看严逸文落座喝茶一样没落下,余有才没了法。
他大半辈子都在跟那些渔夫鱼贩子打交道,习惯了直来直去,虽然说这么多年也涨了许多心思,但毕竟人上了年纪,最近几年反而不如年轻的时候那么阴沉,而多了几分顽皮小孩一般的利爽劲。
和严逸文对坐着喝了半杯茶,他就耐不住了,直接挑明了话题。
严逸文见他把话说白了,微微一笑。
“余老板真是爽快人,不错,我就是为了车行的买卖来找您的,余老板,我听说您是那新开张的仁德人力车联合公司的一个大东家,您可是把我害得好惨哪。”
余有才咧开嘴露出一口黄牙笑了。
“严老板这说的是什么话,我都没去过你那福星车行,你我今天也还是头一回见面,怎么我就害着你了?”
严逸文见他又装傻,无奈地摇了摇头。
“余老板,当初忠国车行的余老板不知道因为什么原因关了他的车行,我虽然奇怪他怎么丢了这么好的一个买卖,可这对我的福星车行来说,毕竟算是个好事,你也是买卖人,肯定是明白的。”
余有才点了点头。
“同行是冤家,华老板的忠国车行关了门之后,这汗口是就只剩下你的福星车行一家了,对你来说当然是好事,这我懂。可这怎么和我扯上关系了呢?”
严逸文叹了口气。
“这是和你余老板没什么关系,可是那段时间我看忠国车行关了门,好多原先在他那儿拉车的车夫们都跑到了我福星车行来赁车,我心里着急啊。”
余有才露出疑惑的表情。
“严老板,你着急什么?这么多人抢着赁你的车,你该高兴才是啊!”
严逸文摇了摇头。
“余老板你有所不知,我年轻的时候也做过苦工,知道没门子没路子的人挣钱有多不容易,我开这么一家车行,一来我自己能够挣点儿零钱,二来呢,也是给城里的穷苦人提供一个好买卖,您兴许是不知道,忠国车行那时候虽然有名气,规模大,可车行里的车还是不够城里人拉的,不少想拉车想坐车的人,都要排着队,要不就得抢,所以我才做了这么个买卖。”
余有才点了点头。
“嗯,严老板有这份心,真是难得,都说买卖人见利忘义为富不仁,可是我看严老板就很热心肠,您接着说。”
“诶,余老板,你说吧,本来城里边有我的福星车行和华老板的忠国车行,虽然还是不够使,但也差不多了,可是他华老板的买卖做得好好的,不知道怎么回事,忽然就说要关门,这样一来,原先在他那儿拉车的几百个车夫,不是一下子都没有了挣饭吃的路子了吗?你说这我能不急吗?”
余有才笑了笑,挥挥手。
“嗨,他们没饭吃,你严老板也没办法啊,你总不能够把他们全都养起来吧?别说你严老板有没有那么多钱,这事也不合规矩,没道理啊!你操那份心干什么,只要是有手有脚的人,你还怕他把自己给饿死了?就算饿死了,那也是懒死的,活该!”
严逸文叹了口气。
“余老板说的有道理,可是我这人心软,我就见不得这样的事情,所以我就想了个法子,好叫那些不着急拉车的人赁不到我的车,只有那些非拉车不能够让家里人填饱肚子的可怜人,才能够赁我的车拉。

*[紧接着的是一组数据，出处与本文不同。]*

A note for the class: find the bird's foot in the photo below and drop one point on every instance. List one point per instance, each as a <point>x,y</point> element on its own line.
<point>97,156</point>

”
余有才来了兴趣,身子朝前一探,看着严逸文。
“这可有意思,严老板是用的什么法子?”
严逸文笑了笑。
“余老板见笑,我这人脑袋不灵光,想出来的就是个笨法子,我把车行里头车子的车份,全都涨了涨,谁要是想拉我的车,就得一天交给我五毛钱的车份。”
余有才皱起了眉头。
“哟,这可涨得不少,可这又怎么能够起到严老板说得那种作用呢?我余某人实在是看不懂,请严老板说得明白一点。”
严逸文点点头。
“这个道理嘛,倒也不是特别复杂,只是一般人想不到而已,余老板,您看看,拉车的车夫,他们一天拉到晚,除了要交给车行的车份,那多余的钱就都是自己的,对不对?”
“那当然,怎么?”
“这就对了,我跟您说,余老板,拉车的那些家伙啊,偷懒打混的人也不少,虽然说拉车是个轻松活,可他们也不愿意太累着自己,比如我一天收他们两毛钱车份,那他们兴许就拉那么个半天大半天的,挣够了车份钱和自己一天的开销,就不拉了,找个地方晒太阳去,你说这种人能有出息吗?一般这样的人啊,都是些没成家立业的年轻小伙子,就算不拉车,也能够在别的地方找到活,虽然比拉车累,挣得兴许还比拉车少点儿,但绝对能够养活自己。”
余有才咂摸了一下,点点头。
“我好想有点儿明白严老板的意思了,您接着说。”
“嗯,可是这些人天天偷懒的干事吧,我还没法说他们,毕竟咱们就是一开车行的,不是人家爹妈,管不着,原来呀上我这儿来拉车的人里头,有一半都差不多是这样的小伙子,而另一半呢,就是那些有家有室,上了年纪的中年人,他们可不敢闲着,每天拉够了车份,还要继续卖力地拉,哪怕挣够了口粮,也不敢松懈,还要多拉几趟,好多挣点儿钱存下来,回头给家里的老婆孩子添衣服什么的,而且他们上了年纪,万一哪天生了病,看病也得花钱不是?”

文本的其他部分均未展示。